3.2. Establishment of latency

Six days after corneal infection, latency was established in some sensory neurons which do not produce replicating viruses anymore. Molecular events that switch an acute HSV infection into a latent infection are not completely understood. Latency is characterized by circularization of the viral genome and the expression of latency associated transcripts (LATs) and viral transcripts corresponding to immediate early (α) early (β) and even late (γ1) viral genes (Feldman et al., 2002, Stevens, 1987). It is not excluded that the cell type provides a critical environment for establishment of latency; in the experimental ocular infection of mice, HSV-1 establishes latency preferentially within A5 neurons, a subset of sensory neurons expressing Galβ1-4GlcNAc-R epitopes (Yang et al., 2000). This subset of neurons could correspond to neurons where expression of lytic viral genes such as ICP0 a gene which prevents circularization of viral genome, is impaired (Jackson and DeLuca, 2003, Margolis et al., 1992). Intriguingly enough, establishment of latency may also require CD8+T cells since mice genetically deficient in CD8+T cells or depleted in CD8+T cells failed to establish uniform latency (Gesser et al., 1994, Simmons and Tscharke, 1992). Resident CD8+T cells located in the latently-infected ganglia are specific for the glycoprotein B and since they expressed the marker of activation CD69 they should result of recent viral antigen encountering and activation. Indeed transcripts and viral proteins can be detected in latently-infected mouse neurons (Sawtell, 2003). This observation challenges the concept that HSV-1 latency represents a silent infection that should be ignored by the host immune response and suggests instead the antigen direct retention of memory CD8+T cells (Khanna et al., 2003).

CD8+ T lymphocytes play a critical role in preventing virus reactivation – a phenomenon which can occur in a small number of cells harbouring latent genomes, (1–5%) only, but sufficient enough to cause disease. It has been shown the reactivation is blocked by CD8+ T cells which produced IFN−γ (Khanna et al., 2003). The CD8+ T cells produce IFN-γ which inhibits the expression of the viral gene, ICP0 that prevents genome circularisation (Halford and Schaffer, 2001, Knickelbein et al., 2008, Steed et al., 2006). The IFN-γ receptor is constitutively expressed in many neuronal populations (Robertson et al., 2000, Vikman et al., 1998), nevertheless, not all the neurons expressed receptor for IFN-γ, prevention of reactivation by IFN-γ would be restricted to IFN-γ receptor positive cells only. In neurons lacking IFN-γ receptor, it is thought that some virus-mediated latency mechanisms operate.

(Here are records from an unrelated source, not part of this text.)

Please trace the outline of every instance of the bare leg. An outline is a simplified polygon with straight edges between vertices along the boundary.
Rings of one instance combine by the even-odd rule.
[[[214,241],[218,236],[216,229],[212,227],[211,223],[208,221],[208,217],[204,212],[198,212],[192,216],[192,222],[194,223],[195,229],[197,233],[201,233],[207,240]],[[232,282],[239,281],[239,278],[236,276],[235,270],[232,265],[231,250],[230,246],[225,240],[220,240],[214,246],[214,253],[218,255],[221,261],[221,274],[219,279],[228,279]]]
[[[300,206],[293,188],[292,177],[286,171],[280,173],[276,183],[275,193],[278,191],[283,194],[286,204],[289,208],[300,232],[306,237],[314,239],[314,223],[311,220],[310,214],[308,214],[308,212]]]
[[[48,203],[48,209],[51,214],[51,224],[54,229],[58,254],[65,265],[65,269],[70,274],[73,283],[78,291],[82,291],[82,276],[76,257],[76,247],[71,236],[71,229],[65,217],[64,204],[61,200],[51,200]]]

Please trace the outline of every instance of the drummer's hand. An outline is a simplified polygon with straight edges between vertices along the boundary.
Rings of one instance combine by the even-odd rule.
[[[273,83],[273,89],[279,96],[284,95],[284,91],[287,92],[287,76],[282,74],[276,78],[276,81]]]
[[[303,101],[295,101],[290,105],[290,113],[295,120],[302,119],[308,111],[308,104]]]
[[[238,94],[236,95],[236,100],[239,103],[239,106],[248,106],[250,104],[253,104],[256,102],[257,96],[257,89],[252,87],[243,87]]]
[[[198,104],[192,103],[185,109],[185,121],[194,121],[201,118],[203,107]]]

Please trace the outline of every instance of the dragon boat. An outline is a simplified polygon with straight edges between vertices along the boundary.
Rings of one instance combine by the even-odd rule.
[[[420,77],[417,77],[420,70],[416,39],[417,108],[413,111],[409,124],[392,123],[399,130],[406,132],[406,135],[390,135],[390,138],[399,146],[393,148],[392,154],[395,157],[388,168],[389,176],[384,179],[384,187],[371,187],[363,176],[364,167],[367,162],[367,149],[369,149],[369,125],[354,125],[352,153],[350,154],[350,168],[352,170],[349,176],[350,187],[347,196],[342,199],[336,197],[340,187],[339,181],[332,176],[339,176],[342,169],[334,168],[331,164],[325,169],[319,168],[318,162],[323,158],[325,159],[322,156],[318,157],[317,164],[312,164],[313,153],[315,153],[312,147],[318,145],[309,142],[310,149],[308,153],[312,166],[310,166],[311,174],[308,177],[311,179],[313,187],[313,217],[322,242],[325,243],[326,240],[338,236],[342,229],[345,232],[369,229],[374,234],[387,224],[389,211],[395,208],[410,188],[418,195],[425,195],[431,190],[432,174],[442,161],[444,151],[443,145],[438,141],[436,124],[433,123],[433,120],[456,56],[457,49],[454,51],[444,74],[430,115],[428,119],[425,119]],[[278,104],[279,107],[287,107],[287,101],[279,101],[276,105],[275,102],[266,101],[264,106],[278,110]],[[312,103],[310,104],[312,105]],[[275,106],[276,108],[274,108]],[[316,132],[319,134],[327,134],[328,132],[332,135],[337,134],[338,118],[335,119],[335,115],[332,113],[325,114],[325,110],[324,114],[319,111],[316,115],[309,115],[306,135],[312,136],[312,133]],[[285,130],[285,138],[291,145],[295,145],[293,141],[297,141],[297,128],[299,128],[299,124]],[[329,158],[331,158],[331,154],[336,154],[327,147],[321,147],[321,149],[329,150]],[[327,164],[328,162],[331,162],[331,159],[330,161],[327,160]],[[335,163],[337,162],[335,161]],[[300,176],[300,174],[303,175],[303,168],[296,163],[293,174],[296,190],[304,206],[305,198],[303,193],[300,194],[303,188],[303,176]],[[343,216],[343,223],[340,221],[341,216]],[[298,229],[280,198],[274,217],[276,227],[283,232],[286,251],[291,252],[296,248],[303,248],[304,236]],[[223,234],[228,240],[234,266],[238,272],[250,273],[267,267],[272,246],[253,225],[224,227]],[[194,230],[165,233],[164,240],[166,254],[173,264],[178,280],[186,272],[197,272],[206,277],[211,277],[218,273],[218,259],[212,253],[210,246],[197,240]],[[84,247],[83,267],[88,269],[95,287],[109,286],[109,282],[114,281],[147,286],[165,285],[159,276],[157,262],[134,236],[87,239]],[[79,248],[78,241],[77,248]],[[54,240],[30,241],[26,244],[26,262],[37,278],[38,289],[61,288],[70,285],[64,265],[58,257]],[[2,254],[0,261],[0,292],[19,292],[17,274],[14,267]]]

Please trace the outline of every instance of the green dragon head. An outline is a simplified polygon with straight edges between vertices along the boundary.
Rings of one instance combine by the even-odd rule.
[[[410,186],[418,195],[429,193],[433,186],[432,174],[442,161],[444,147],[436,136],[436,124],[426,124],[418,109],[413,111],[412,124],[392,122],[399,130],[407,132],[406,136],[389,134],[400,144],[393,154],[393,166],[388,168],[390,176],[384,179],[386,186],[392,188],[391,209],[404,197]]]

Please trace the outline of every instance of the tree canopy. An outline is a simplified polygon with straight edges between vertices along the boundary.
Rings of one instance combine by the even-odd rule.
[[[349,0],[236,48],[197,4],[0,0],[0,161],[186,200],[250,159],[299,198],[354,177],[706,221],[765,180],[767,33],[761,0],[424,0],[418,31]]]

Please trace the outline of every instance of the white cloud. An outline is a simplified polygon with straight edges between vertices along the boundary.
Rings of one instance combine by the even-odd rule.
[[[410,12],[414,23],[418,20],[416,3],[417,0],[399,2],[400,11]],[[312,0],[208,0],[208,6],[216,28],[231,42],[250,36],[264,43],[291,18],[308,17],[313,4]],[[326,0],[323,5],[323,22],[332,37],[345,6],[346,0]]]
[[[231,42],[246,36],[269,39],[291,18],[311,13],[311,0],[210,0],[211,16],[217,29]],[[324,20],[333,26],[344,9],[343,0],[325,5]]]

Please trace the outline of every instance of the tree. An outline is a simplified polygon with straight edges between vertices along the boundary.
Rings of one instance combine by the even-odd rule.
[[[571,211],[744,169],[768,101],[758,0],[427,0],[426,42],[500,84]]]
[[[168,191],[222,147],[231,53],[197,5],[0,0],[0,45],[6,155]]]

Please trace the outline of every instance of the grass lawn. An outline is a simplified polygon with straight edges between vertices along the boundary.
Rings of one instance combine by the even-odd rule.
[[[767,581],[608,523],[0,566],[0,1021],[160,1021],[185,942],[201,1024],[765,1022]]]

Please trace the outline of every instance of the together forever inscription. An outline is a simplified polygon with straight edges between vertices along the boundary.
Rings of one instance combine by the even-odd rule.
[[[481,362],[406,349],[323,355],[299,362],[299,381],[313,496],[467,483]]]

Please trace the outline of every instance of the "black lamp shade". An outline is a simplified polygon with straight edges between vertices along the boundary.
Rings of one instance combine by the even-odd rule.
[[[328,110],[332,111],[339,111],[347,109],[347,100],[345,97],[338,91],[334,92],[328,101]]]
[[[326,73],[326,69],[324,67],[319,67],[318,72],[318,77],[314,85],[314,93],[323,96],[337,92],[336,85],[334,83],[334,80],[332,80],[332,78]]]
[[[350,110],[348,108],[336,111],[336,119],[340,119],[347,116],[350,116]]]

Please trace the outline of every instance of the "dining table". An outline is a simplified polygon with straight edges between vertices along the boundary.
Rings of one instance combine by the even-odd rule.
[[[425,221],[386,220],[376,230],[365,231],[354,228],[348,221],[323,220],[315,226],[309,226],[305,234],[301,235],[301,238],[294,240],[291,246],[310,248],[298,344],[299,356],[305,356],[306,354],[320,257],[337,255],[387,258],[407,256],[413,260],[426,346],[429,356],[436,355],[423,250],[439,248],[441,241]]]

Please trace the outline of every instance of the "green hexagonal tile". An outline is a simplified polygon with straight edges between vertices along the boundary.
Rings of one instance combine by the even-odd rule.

The CD8+ T cells also polarize their T cell receptor (TCR) to the junction with neurons forming immunological synapses where the lytic granules of perforine and granzymes accumulated (Knickelbein et al., 2008). The function of lytic granules is not to trigger death of the surrounding HSV-infected neurons. Instead, lytic granules inhibit the expression of ICP4, a viral gene essential for further viral gene expression. Prevention of reactivation is controlled both by lytic granules and by IFN-γ. Thus, it has been proposed that altogether the virus, the neurons and CD8+T cells are complementary actors in maintaining HSV1 latency (Divito et al., 2006).

In addition, HSV latency may confer a surprising benefit to the host. It appears that symbiotic protection could be offered form bacterial infection to the host harbouring HSV infection. Mice latently infected with a murine gamma herpes virus 68, were more resistant to bacterial infections than the non-latently virally infected mice. This effect is mediated by the prolonged production of the antiviral IFN-γ and the resulting systemic activation of macrophages (Barton et al., 2007). Thus, viral latency could be seen as a symbiotic relationship with immune benefit for the host. It remains to be shown whether this symbiotic protection do work in humans too.

4. Conclusion

Neurotropic virus and host immune responses can build intricate and complex interactions controlling viral pathology. Viral infections of the nervous system are powerful models to better understand how the nervous system controls inflammation and invading immune cells. Viral neuroimmunology studies may contribute to a better understanding of the harmful mechanisms leading to neurodegenerative diseases.